Les dernières réformes de la formation, qu’elle soit initiale ou continue, traduisent une vision politique de l’école résolument conservatrice, et engagent une transformation profonde des pratiques du métier enseignant.

Depuis sa prise de fonction, le ministre de l’Éducation Nationale a multiplié les mesures conduisant à une véritable mise sous tutelle pédagogique des enseignant·es.
Des « guides ministériels », à la nomination directe des directrices et directeurs d’INSPE, de la promotion des « bonnes pratiques » centrées sur les seuls « fondamentaux » au contrôle des contenus d’une formation continue qui échappe de plus en plus aux formatrices et formateurs et ne répond pas aux besoins formulés par le terrain, Jean-Michel Blanquer entend transformer en profondeur l’identité professionnelle des enseignant·es et confisquer la possibilité de concevoir librement son métier.

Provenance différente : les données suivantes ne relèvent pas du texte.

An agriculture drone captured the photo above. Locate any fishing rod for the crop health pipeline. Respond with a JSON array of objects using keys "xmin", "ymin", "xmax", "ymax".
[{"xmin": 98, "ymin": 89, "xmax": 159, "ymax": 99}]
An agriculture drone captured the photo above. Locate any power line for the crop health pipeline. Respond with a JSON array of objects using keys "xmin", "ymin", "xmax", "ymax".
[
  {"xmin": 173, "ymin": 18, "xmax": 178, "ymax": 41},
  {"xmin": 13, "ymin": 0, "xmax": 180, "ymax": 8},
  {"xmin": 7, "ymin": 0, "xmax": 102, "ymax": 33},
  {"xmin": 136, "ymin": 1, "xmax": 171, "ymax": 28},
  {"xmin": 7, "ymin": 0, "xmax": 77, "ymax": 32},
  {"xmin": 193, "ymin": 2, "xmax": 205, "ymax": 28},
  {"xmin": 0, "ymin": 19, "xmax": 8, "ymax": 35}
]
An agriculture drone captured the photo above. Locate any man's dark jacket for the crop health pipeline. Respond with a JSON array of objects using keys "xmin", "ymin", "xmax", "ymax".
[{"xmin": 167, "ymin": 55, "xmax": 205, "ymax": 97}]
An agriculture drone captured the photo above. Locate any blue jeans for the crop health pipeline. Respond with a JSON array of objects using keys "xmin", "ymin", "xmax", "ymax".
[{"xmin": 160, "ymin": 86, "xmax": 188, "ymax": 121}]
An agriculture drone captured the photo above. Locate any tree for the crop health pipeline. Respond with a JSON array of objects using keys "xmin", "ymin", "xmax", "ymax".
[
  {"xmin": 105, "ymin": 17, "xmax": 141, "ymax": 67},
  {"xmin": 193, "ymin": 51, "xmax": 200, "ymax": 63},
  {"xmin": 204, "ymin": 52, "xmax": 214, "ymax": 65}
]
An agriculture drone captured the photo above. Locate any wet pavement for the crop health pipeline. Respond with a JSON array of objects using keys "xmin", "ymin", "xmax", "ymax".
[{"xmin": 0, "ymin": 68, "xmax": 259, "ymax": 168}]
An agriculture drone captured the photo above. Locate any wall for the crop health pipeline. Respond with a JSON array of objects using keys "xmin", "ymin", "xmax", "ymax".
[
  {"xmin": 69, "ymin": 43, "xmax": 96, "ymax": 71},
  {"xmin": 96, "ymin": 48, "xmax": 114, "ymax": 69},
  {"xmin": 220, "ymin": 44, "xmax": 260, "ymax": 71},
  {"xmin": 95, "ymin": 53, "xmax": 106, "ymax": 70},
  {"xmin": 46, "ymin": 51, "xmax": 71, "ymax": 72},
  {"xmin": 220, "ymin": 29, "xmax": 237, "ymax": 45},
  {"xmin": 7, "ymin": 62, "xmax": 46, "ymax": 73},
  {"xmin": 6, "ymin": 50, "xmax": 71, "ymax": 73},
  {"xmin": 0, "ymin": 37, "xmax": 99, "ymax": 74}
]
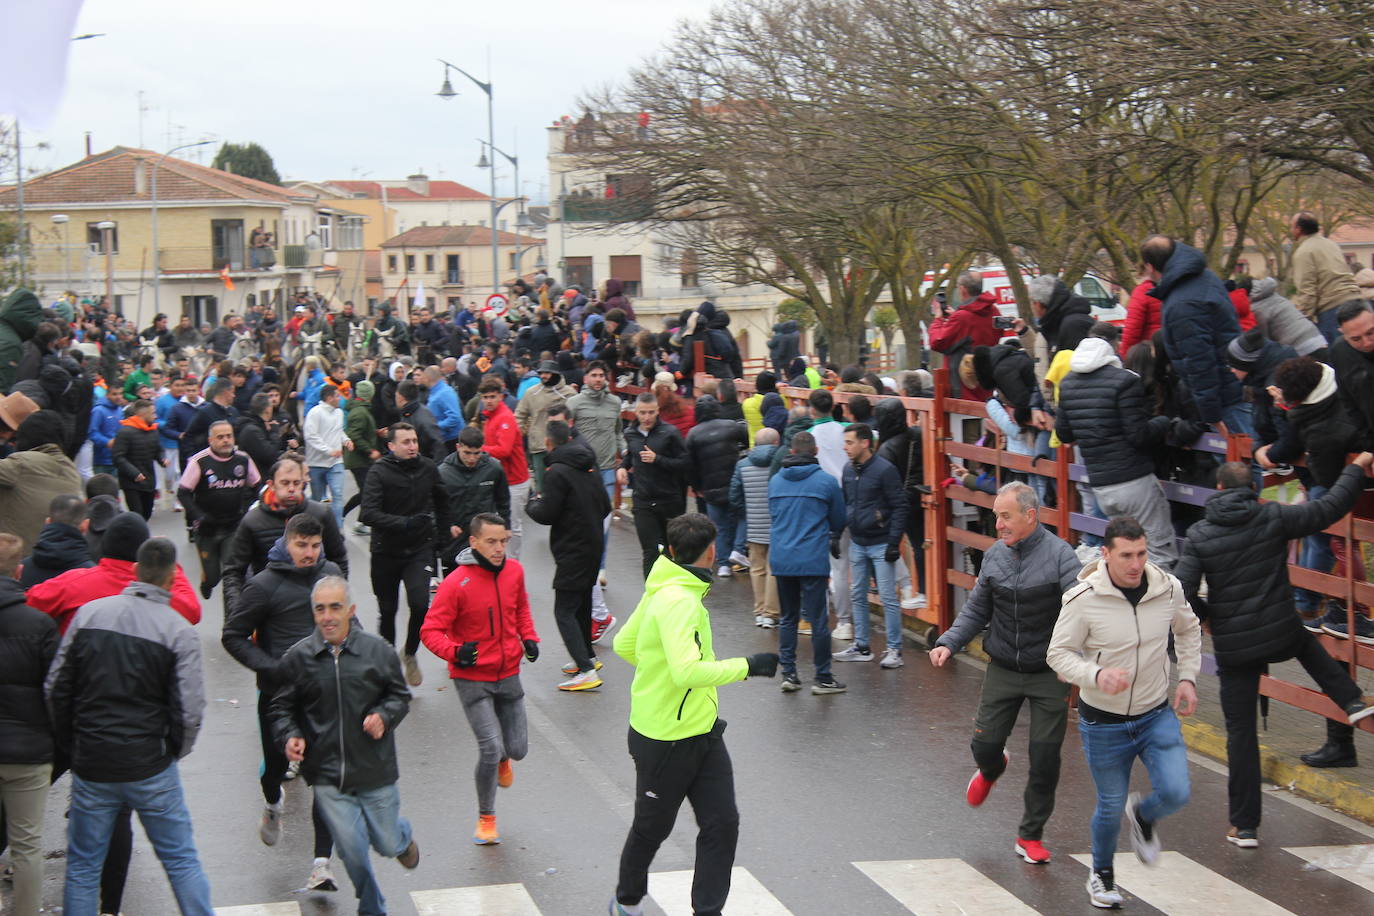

Pourtant une autre idée du métier qui considère qu’enseigner est un métier de conception, d’élaboration de situations d’apprentissages tenant compte du réel de la classe existe. Cette autre idée du métier implique une formation initiale et continue permettant de nourrir les pratiques pédagogiques de l’ensemble « des savoirs à enseigner » et « des savoirs pour enseigner » nécessaires pour démocratiser la réussite scolaire.

C’est cette autre idée du métier, cette autre idée de la formation que le SNUipp-FSU entend défendre lors du colloque « Quelle formation pour quel métier ». Des chercheur·es, mouvements pédagogiques, enseignantes et enseignants, échangeront afin de dessiner les contours d’un métier enseignant affranchi des prescriptions ministérielles et s’affirmant sans crainte, comme un métier de conception.